Output: [{'generated_text': 'Hello, I\'m a language model, so you can\'t define something in any other language. Let me introduce another topic:\n\nThe name "'}, {'generated_text': "Hello, I'm a language model, you know.\n\nThat's right… I have a lot of friends who don't know what I do"}, {'generated_text': "Hello, I'm a language model, not a formal one. I'm more interested in languages than formal models and I'm going to use the formal"}, {'generated_text': "Hello, I'm a language model, which means that if you're a language designer, you need some understanding of the language model so you can build"}, {'generated_text': "Hello, I'm a language model, and now it's time to figure out where I want to focus my efforts.\n\nLet's imagine that"}]
Json Output:
[
{ "generated_text": "Hello, I'm a language model, so you can't define something in any other language. Let me introduce another topic:\n\nThe name \"" },
{ "generated_text": "Hello, I'm a language model, you know.\n\nThat's right… I have a lot of friends who don't know what I do" },
{ "generated_text": "Hello, I'm a language model, not a formal one. I'm more interested in languages than formal models and I'm going to use the formal" },
{ "generated_text": "Hello, I'm a language model, which means that if you're a language designer, you need some understanding of the language model so you can build" },
{ "generated_text": "Hello, I'm a language model, and now it's time to figure out where I want to focus my efforts.\n\nLet's imagine that" }
]
This is all well and good but each time we run the docker image it has to download the model. We can store the model in the docker image by adding the following to the Dockerfile
:
FROM pytorch/pytorch:2.0.1-cuda11.7-cudnn8-runtime
RUN pip install datasets transformers==4.28.0
RUN pip install datasets
RUN pip install torch
WORKDIR /app
COPY app.py .
# Download the model
RUN python app.py --download
CMD ["python", "app.py"]
Then we need to update the app.py
file to download the model:
import argparse
from transformers import GPT2LMHeadModel, GPT2Tokenizer
parser = argparse.ArgumentParser()
parser.add_argument('--download', action='store_true', help='Flag to download the model')

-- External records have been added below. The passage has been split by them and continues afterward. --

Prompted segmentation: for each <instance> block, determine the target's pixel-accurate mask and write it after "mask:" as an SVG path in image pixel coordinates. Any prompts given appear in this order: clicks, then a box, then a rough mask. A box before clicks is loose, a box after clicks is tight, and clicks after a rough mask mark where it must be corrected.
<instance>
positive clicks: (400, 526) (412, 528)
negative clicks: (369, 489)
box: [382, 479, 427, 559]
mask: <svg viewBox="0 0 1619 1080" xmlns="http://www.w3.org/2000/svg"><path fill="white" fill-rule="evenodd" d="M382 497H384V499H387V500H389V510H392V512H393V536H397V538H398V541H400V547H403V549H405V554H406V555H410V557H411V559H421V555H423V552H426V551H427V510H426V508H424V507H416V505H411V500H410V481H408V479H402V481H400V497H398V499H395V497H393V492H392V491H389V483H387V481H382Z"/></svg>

args = parser.parse_args()
if args.download:
model_name = 'gpt2'
model = GPT2LMHeadModel.from_pretrained(model_name)
tokenizer = GPT2Tokenizer.from_pretrained(model_name)
model.save_pretrained(model_name)
tokenizer.save_pretrained(model_name)
print(f"Model '{model_name}' downloaded successfully.")
exit(0)
from transformers import pipeline, set_seed
generator = pipeline('text-generation', model='gpt2', device=0)
set_seed(42)
results = generator("Hello, I'm a language model,", max_length=30, num_return_sequences=5)
print("Output:", results)
Now when we run the docker image it will download the model and store it in the image. 🤗 In the next post, we will look at fine-tuning the model.
The full source code is available on GitHub.